You can totally paint over canvases you didn’t like once they are dried and cured.
Keep it up Guru. You give me faith that someday I will be happy, no make that happier. At 77 I am having a ball, well at least a water filled time. Huck P.S. Remember I am using my wife’s computer and Email
No problemo Huck. We are all constantly learning. That’s actually my favorite part of painting.
I love your website and all of your analysis and comparisons … I started on 4×4 canvas but find better results in ceramic tiles. Thanks for your recipes for swipe and techniques with paper towels … it works like magic! Have a great day!
Thanks so much for the lovely comment Coleen. This is exactly why I created this website and my YouTube channel.
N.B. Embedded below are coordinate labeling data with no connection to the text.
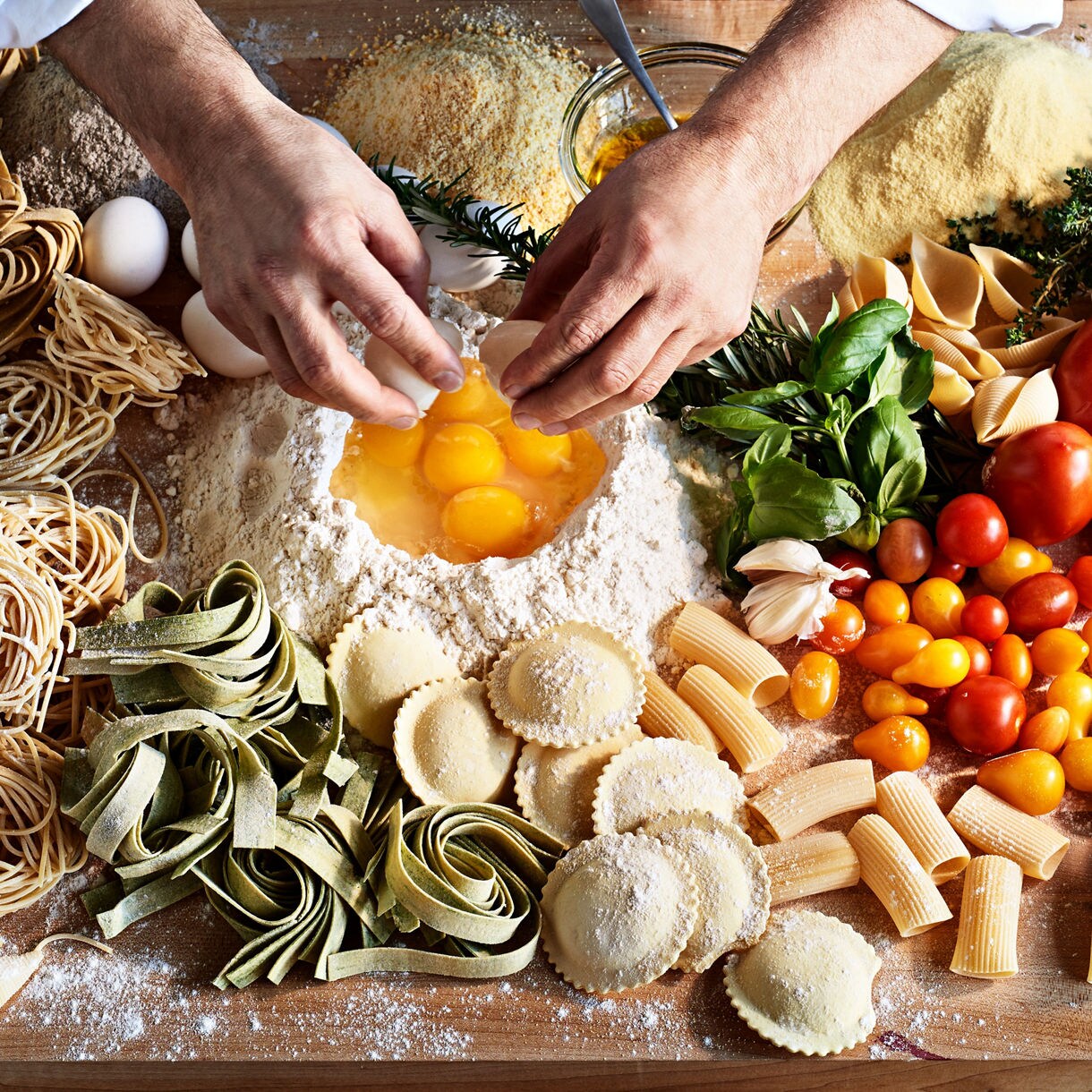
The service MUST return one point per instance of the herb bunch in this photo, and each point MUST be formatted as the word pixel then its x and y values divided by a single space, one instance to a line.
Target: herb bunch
pixel 1055 241
pixel 465 219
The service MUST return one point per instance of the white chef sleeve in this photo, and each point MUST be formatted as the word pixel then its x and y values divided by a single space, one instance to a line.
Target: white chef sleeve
pixel 1012 16
pixel 24 23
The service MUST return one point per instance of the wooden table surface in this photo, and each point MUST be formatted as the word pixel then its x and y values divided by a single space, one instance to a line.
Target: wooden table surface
pixel 153 1001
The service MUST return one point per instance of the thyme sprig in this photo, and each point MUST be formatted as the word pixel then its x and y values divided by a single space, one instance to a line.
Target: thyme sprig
pixel 466 222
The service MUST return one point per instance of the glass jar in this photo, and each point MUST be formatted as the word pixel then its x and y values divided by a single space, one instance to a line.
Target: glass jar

I am considering the possibility of swiping and then going back and doing several bead pours to create flower burst in the area with fewer cells. Is that feasable? Again, I am still learning and I would try this first on watercolor paper or a canvas panel, Still getting warping on both of those but they make good practice pours before I do a canvas. I will be glad when I use up all the old paints my wife has collected. She is now more into alcohol ink and multi media projects since she is more right brained than me.
You sure can mix techniques like that. Just make sure you tilt before you start the bead pulls/chain pulls as having too much paint moving around will really ruin those.
You recommend titanium white as base colour because its heavier but you just finished saying before that that the swipe colour should be heavier so it can slide across the base colours and that the base coat should be thinner? Which is it? Are the coloured paints under the swipe thinner and lighter weight? or are they thicker than the swipe paint? Or perhaps I don’t understand what base coat is? I have read this article three times. I’m still utterly confused and distressed. What is a base coat? Is it the colours under the swipe? Or is it a kind of sealer for the canvas. Most importantly which is thicker the swipe colour or the paints under it? Which is denser the swipe or the colours under it. Please reply. I’ve wasted too much time trying to decipher your notes.
Oh man, that article is 2 years old and I didn’t catch that when it was written and I think you’re the first one to point it out. The that should absolutely read “For a beginner, we recommend you use a titanium white as your swipe color.” I have fixed it now. Sorry about the confusion Pam and thank you so much for pointing it out.
You want heavy on top and lighter underneath. Bottom colors are slightly (very slightly) thicker than the top color to get the best swipe effect.